Which shares dragged on the market?

Already one of the most shorted stocks on the ASX, Megaport (ASX: MP1) suffered another setback this week when its first-quarter update fell short of investor expectations. 

Megaport revenue increased 10% for the quarter, but customer numbers and total ports rose just 2% and 1% respectively. The figures likely gave shareholders reason to reassess their valuation for the company, where growth has seemingly moderated, especially with the number of its installed data centres going backwards during the period.

Building materials company Adbri (ASX: ABC) was hit with a wave of selling activity earlier in the week when news broke its CEO would be leaving the company after the Board came to the view it was time for change. 

A trading update was also provided, and it was unveiled that recent efforts to address inflationary costs have had little success thus far in terms of offsetting headwinds. Underlying net profits are expected to decrease at least 29% versus the prior corresponding period, although a number of new initiatives have been identified to drive a turnaround in performance.

Copper prices have been under pressure lately, but it appears Sandfire Resources (ASX: SFR) is feeling more than just a squeeze on revenue. The company upgraded its full-year guidance, but higher costs weighed on its earnings in the most recent quarter. Combined with lower realised prices, and lower sales, the company cash flow generation took a backwards step.

The gold sector was also out of favour this week, with the spot price of the precious metal coming unstuck as US Treasury Yields hit their highest levels since the Global Financial Crisis on expectations of higher interest rates. 
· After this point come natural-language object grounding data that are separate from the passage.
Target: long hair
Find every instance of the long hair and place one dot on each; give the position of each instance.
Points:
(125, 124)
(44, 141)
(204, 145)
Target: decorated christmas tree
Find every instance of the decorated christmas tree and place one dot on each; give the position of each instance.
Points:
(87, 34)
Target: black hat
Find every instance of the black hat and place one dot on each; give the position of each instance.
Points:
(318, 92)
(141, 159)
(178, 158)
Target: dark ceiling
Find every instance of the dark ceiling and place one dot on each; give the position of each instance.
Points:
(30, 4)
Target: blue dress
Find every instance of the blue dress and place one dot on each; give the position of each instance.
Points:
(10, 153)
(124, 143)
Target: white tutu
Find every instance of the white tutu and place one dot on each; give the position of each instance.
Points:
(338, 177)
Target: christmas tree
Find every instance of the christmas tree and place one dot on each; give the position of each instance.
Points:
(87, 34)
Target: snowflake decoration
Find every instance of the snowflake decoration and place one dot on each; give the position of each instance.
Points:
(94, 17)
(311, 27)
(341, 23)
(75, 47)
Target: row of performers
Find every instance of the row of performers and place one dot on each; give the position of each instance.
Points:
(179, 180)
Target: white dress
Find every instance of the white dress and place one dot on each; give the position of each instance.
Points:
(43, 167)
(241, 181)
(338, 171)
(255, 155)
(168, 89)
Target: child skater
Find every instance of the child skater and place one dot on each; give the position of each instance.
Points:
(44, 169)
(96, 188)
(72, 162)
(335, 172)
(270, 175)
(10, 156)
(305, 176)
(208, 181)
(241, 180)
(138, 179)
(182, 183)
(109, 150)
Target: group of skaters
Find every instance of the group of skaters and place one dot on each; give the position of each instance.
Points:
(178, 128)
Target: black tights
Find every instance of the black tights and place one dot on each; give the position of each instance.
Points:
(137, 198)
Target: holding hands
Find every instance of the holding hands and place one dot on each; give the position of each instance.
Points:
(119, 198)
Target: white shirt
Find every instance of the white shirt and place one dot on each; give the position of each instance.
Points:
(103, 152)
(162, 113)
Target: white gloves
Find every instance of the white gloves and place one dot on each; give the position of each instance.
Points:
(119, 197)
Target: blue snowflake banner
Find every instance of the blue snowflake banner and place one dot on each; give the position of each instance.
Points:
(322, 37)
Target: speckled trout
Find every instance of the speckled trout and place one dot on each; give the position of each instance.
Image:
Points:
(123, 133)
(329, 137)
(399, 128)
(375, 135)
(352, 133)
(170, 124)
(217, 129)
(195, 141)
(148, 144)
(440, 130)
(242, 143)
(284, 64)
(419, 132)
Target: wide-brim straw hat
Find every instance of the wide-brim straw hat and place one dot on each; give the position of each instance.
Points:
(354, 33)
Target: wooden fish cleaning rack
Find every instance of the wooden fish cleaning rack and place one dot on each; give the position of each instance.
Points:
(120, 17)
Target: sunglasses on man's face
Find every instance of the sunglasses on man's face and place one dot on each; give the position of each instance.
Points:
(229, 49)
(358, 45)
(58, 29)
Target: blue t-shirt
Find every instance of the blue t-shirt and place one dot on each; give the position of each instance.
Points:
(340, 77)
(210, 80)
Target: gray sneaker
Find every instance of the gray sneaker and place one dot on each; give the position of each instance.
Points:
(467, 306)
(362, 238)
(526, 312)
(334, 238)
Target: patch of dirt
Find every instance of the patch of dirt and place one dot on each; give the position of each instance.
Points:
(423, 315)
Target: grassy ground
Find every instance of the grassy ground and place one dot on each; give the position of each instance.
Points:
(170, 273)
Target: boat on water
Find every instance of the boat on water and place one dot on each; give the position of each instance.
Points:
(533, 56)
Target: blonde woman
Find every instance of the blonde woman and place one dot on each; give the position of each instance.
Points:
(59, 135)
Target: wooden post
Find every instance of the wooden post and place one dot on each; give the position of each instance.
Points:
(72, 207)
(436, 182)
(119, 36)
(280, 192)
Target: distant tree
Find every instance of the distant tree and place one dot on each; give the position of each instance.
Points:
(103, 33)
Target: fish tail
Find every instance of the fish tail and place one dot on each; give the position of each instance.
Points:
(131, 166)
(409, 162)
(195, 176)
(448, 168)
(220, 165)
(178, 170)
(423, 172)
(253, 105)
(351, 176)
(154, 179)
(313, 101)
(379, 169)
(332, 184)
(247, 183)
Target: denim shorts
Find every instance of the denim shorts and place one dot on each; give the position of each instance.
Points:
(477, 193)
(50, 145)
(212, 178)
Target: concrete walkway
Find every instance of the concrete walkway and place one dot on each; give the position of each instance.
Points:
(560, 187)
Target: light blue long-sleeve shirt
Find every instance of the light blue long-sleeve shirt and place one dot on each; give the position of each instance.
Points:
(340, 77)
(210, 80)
Adding to the gold sector woes was a weak quarterly report from Evolution Mining (ASX: EVN), where inclement weather led to a production hit, and operating costs rose once again. Those headwinds flowed through to Regis Resources (ASX: RRL), where one of its major shareholders, State Street Corporation, has been reducing its stake.Finally, Bega Cheese (ASX: BGA), 29Metals (ASX: 29M), WAM Capital (ASX: WAM), Judo Capital (ASX: JDO), as well as coal duo Yancoal (ASX: YAL) and Whitehaven Coal (ASX: WHC) all weighed on the local share market.